This thesis sought to find ion outflow as measured by Cluster in the polar cusp, in conjunction with ionospheric upflow events observed by the EISCAT radars outside Longyearbyen on Svalbard (ESR). The constraints placed on the identification of these events proved to narrow the total amount of data. First of all, Cluster’s magnetic footprint had to pass close by Svalbard’s location. Then, one needed the radars to measure dynamic plasma parameters, which could be interpreted as upflow events. To complete the set, Cluster would also have to observe outflowing O+ particles to confirm that their origin was the ionosphere. After finishing the preliminary search for these data, one pass through the cusp contained data which showed some promise.
The outflow event observed by Cluster, could be traced back to an upflow event seen by the ESR, but with a time delay of about 35 minutes. A possible cause for these incidents was found to be a sudden pressure increase in the solar wind occurring at about 10:00 UT. However, to trace a phenomenon through a turbulent region such as the polar cusp across a time span of uptil 45 minutes, cannot be done without admitting that there might be other factors responsible than the ones specifically studied.

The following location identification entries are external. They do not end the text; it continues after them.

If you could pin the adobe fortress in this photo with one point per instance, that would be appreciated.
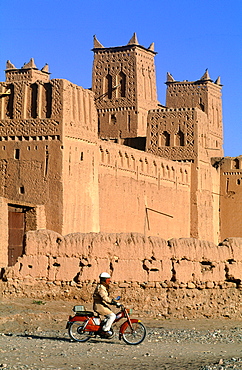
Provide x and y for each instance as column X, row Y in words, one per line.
column 112, row 159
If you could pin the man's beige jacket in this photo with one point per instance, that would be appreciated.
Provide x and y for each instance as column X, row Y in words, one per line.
column 100, row 300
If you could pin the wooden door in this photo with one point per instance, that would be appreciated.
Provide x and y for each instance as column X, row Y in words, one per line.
column 16, row 228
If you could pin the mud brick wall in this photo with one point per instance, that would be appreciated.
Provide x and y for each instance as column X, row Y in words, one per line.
column 175, row 278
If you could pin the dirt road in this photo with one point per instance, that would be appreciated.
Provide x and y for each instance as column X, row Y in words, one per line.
column 33, row 336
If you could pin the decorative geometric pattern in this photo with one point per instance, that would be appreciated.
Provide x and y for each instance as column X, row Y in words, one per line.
column 171, row 121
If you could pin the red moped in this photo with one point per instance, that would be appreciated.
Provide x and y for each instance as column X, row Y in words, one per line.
column 85, row 325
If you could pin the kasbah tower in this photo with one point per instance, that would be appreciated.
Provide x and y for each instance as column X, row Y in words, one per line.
column 111, row 158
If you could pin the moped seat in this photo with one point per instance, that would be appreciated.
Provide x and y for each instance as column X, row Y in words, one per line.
column 85, row 313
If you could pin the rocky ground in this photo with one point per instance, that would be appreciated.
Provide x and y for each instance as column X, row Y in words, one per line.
column 33, row 336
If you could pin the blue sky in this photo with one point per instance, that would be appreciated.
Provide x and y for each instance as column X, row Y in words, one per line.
column 189, row 36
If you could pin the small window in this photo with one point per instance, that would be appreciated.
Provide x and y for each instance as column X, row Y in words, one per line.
column 21, row 190
column 113, row 119
column 17, row 153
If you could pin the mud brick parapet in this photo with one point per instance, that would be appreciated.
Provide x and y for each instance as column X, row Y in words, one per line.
column 128, row 257
column 181, row 278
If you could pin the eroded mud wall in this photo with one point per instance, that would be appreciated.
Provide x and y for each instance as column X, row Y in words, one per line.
column 183, row 278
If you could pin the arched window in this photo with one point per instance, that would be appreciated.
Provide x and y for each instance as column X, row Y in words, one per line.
column 48, row 98
column 121, row 82
column 164, row 139
column 180, row 138
column 108, row 85
column 235, row 164
column 34, row 95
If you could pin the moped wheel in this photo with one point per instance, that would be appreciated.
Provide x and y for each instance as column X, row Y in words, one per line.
column 76, row 332
column 135, row 336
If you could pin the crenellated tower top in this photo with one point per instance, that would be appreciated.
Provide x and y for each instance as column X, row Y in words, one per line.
column 29, row 72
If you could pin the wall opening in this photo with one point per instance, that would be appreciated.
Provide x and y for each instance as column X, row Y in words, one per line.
column 20, row 220
column 34, row 93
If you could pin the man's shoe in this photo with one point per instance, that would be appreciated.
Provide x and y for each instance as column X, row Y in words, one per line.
column 106, row 334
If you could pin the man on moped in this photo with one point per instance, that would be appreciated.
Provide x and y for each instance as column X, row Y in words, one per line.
column 101, row 300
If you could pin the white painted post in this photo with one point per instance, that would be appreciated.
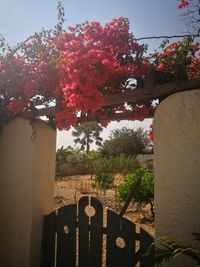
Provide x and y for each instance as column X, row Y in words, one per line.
column 177, row 168
column 27, row 169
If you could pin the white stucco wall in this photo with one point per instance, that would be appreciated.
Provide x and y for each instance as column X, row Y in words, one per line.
column 177, row 168
column 27, row 170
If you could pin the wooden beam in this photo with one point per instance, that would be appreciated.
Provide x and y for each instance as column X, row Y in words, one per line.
column 113, row 117
column 136, row 95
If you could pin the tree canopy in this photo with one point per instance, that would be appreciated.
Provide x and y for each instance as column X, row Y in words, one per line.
column 128, row 142
column 86, row 134
column 79, row 67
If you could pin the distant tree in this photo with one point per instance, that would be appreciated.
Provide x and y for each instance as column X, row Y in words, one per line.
column 128, row 142
column 86, row 134
column 191, row 15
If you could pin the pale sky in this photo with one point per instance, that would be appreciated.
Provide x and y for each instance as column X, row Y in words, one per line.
column 21, row 18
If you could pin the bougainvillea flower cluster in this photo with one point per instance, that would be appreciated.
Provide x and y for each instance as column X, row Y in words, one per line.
column 84, row 65
column 179, row 60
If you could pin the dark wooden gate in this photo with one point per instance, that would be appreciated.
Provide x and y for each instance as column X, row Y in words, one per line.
column 77, row 234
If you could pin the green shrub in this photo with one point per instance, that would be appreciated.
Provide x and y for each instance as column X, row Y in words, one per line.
column 103, row 180
column 145, row 192
column 120, row 164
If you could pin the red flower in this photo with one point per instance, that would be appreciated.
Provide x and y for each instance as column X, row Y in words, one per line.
column 183, row 3
column 160, row 67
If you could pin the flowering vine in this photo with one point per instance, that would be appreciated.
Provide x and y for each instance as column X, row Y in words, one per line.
column 82, row 66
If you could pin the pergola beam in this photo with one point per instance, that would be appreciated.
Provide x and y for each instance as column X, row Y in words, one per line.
column 136, row 95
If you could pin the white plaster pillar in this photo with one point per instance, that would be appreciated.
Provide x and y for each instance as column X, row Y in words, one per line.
column 177, row 168
column 27, row 170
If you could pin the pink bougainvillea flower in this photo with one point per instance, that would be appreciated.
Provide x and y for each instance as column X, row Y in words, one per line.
column 160, row 67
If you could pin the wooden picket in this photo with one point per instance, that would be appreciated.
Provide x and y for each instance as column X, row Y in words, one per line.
column 73, row 237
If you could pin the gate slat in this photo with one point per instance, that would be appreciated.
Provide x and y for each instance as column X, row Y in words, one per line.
column 83, row 234
column 48, row 241
column 120, row 227
column 96, row 234
column 66, row 236
column 145, row 241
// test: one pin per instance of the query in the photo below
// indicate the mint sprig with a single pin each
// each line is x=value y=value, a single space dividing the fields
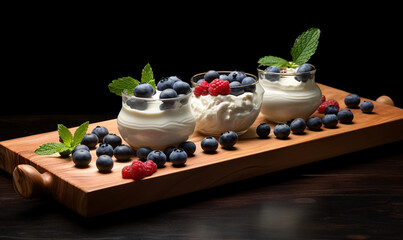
x=119 y=85
x=70 y=141
x=304 y=47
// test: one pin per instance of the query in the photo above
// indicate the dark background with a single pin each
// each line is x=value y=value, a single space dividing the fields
x=61 y=60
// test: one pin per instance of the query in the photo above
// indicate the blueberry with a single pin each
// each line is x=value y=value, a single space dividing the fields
x=228 y=139
x=298 y=126
x=144 y=90
x=168 y=151
x=79 y=147
x=352 y=100
x=303 y=72
x=331 y=109
x=263 y=130
x=209 y=144
x=314 y=123
x=158 y=157
x=367 y=106
x=112 y=139
x=236 y=76
x=182 y=87
x=137 y=104
x=189 y=147
x=165 y=83
x=142 y=153
x=236 y=88
x=282 y=131
x=178 y=157
x=101 y=132
x=330 y=120
x=104 y=149
x=345 y=116
x=123 y=153
x=104 y=163
x=90 y=140
x=273 y=73
x=211 y=75
x=81 y=158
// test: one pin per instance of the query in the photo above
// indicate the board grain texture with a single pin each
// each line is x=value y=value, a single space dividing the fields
x=91 y=193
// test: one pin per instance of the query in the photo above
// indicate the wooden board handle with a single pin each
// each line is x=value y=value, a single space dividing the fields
x=28 y=182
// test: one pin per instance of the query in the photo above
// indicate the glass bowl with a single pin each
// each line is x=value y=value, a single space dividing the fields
x=155 y=123
x=233 y=112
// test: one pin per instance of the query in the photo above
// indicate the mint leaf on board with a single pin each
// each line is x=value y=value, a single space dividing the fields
x=147 y=76
x=125 y=83
x=305 y=46
x=273 y=61
x=51 y=148
x=65 y=134
x=79 y=133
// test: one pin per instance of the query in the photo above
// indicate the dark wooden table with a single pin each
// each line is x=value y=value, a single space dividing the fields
x=355 y=196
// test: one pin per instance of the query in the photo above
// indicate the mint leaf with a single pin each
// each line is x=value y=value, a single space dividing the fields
x=65 y=134
x=147 y=76
x=125 y=83
x=273 y=61
x=305 y=46
x=79 y=133
x=51 y=148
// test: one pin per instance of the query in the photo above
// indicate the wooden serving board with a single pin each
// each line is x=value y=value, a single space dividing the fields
x=91 y=193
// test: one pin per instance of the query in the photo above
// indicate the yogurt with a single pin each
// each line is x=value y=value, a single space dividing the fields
x=217 y=114
x=285 y=98
x=156 y=127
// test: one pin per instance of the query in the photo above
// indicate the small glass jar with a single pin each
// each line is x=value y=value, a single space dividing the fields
x=289 y=95
x=155 y=123
x=233 y=112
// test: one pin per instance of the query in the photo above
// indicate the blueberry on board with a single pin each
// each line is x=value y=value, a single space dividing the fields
x=178 y=157
x=182 y=87
x=123 y=153
x=104 y=163
x=189 y=147
x=367 y=106
x=314 y=123
x=112 y=139
x=143 y=90
x=345 y=116
x=165 y=83
x=228 y=139
x=331 y=109
x=352 y=100
x=298 y=126
x=209 y=144
x=236 y=76
x=104 y=149
x=81 y=158
x=282 y=131
x=236 y=88
x=137 y=104
x=330 y=120
x=211 y=75
x=303 y=72
x=273 y=73
x=142 y=153
x=263 y=130
x=101 y=132
x=90 y=140
x=158 y=157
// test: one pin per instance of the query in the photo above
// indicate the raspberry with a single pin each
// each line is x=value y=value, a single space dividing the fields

A significant perturbation of the total magnetic field strength was also investigated with the curlometer technique. This yielded magnetic field aligned currents running both parallel and anti-parallel, as one should expect from a flux tube, more specifically a flux transfer event (FTE). The ExB-velocity was used to identify the tube’s direction of movement, and some investigation of how this velocity would map to the ionosphere was also performed.